The most important feature to distinguish FGD from other causes of adrenal insufficiency is the absence of mineralocorticoid deficiency. However, this is not always simple to ascertain for various reasons. Firstly, at presentation, children with FGD may be hypovolaemic, or pyrexial, and are usually stressed. Alternatively, they may be relatively water overloaded as a result of intravenous fluid replacement and because of reduced free water clearance associated with glucocorticoid deficiency. ACTH is normally an effective stimulus to aldosterone production and this action will be deficient in FGD. As a result, FGD patients frequently present with minor abnormalities of the renin–aldosterone axis. Furthermore, there is evidence that those rare patients with nonsense mutations of the MC2R in whom no MC2R function is possible often do have mild hyperreninaemia and/or partial aldosterone deficiency (24, 25). These investigations should nevertheless distinguish those patients with adrenal failure from other causes in whom there is overt aldosterone deficiency and compensatory elevated renin values. Usually, after introduction of appropriate hydrocortisone replacement renin and aldosterone normalize and fludrocortisone replacement is not required.

MRI/CT scanning of the adrenal gland are not usually necessary to establish the diagnosis of FGD. In FGD the gland is usually small in size (26) in contrast to congenital adrenal hyperplasia or infiltrative disorders in which the adrenal is enlarged.
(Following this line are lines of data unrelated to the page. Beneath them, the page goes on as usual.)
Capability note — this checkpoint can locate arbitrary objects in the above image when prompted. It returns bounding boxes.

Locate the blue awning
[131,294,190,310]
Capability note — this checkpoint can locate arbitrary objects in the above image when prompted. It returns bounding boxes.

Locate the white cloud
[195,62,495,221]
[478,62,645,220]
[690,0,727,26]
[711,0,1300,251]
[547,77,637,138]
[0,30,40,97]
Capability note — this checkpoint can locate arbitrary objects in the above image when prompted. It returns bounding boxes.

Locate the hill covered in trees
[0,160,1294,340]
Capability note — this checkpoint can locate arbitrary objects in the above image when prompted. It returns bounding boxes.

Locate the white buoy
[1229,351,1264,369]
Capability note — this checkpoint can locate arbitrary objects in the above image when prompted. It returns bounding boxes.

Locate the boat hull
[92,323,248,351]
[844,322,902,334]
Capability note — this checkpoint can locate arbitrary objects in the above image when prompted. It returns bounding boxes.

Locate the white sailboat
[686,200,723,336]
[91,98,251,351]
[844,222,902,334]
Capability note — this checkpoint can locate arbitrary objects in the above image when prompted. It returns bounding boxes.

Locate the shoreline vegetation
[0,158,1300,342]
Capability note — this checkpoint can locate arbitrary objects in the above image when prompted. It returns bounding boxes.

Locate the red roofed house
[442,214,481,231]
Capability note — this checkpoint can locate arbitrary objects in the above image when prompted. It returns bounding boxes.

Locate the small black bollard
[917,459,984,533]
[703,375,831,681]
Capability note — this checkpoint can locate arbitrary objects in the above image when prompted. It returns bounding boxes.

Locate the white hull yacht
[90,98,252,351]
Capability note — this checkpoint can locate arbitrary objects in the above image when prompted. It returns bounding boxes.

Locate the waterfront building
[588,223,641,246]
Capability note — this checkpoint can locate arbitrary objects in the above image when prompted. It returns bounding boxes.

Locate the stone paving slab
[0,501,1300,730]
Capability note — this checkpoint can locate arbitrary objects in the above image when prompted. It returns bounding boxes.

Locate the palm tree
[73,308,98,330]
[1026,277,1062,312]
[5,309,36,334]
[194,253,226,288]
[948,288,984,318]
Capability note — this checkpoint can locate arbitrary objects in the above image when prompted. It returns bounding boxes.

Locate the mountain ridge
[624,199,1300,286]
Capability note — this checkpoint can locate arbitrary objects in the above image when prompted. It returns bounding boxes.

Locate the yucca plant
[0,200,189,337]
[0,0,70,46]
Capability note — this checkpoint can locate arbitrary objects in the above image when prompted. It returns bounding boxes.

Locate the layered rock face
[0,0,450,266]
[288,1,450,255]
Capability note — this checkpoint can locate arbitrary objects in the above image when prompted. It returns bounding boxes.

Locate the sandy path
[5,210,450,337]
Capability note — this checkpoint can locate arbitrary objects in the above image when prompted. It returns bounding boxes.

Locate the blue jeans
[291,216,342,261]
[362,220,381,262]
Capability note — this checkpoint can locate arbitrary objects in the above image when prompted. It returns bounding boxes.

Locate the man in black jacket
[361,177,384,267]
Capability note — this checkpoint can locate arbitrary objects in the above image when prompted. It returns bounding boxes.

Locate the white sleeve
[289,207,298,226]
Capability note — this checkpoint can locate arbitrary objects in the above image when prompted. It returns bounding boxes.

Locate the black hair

Some histopathology studies of adrenal glands are available from patients who died prior to diagnosis. These report the absence of fasciculata and/or reticularis cells with disorganization of granulosa cells (4, 5).

Alternative diagnoses and their most likely distinguishing clinical and biochemical features that should be considered in patients potentially presenting with FGD are:

The treatment is with physiological glucocorticoid replacement. This is usually given in the form of oral hydrocortisone 10–12 mg/m² per day in children and 20 mg/day in adults. The total daily dose is given in three divided doses throughout the day.

Glucocorticoid dosing must be increased during times of stress to two to three times the maintenance dose. It is vital to ensure the patient and their family have adequate education to understand when and how to increase hydrocortisone doses and emergency management with intramuscular hydrocortisone or hydrocortisone suppositories. Patients should also be given a Medic alert bracelet and ‘steroid card’.

Patients should be monitored for symptoms and signs of excessive glucocorticoid replacement and the dose titrated to prevent overtreatment. In individuals with adequate replacement therapy, ACTH levels often remain elevated and therefore cutaneous pigmentation can persist. Attempting to suppress the ACTH levels must be avoided as it will lead to over treatment, iatrogenic Cushing’s syndrome, and growth failure in children.

Primary adrenal failure in a child with a normal renin–angiotensin–aldosterone axis is highly suggestive of a diagnosis of FGD. Confirming the diagnosis with genetic analysis is now possible in approximately 50% of patients, this is important both in providing reassurance that mineralocorticoid replacement is unnecessary and for genetic counselling.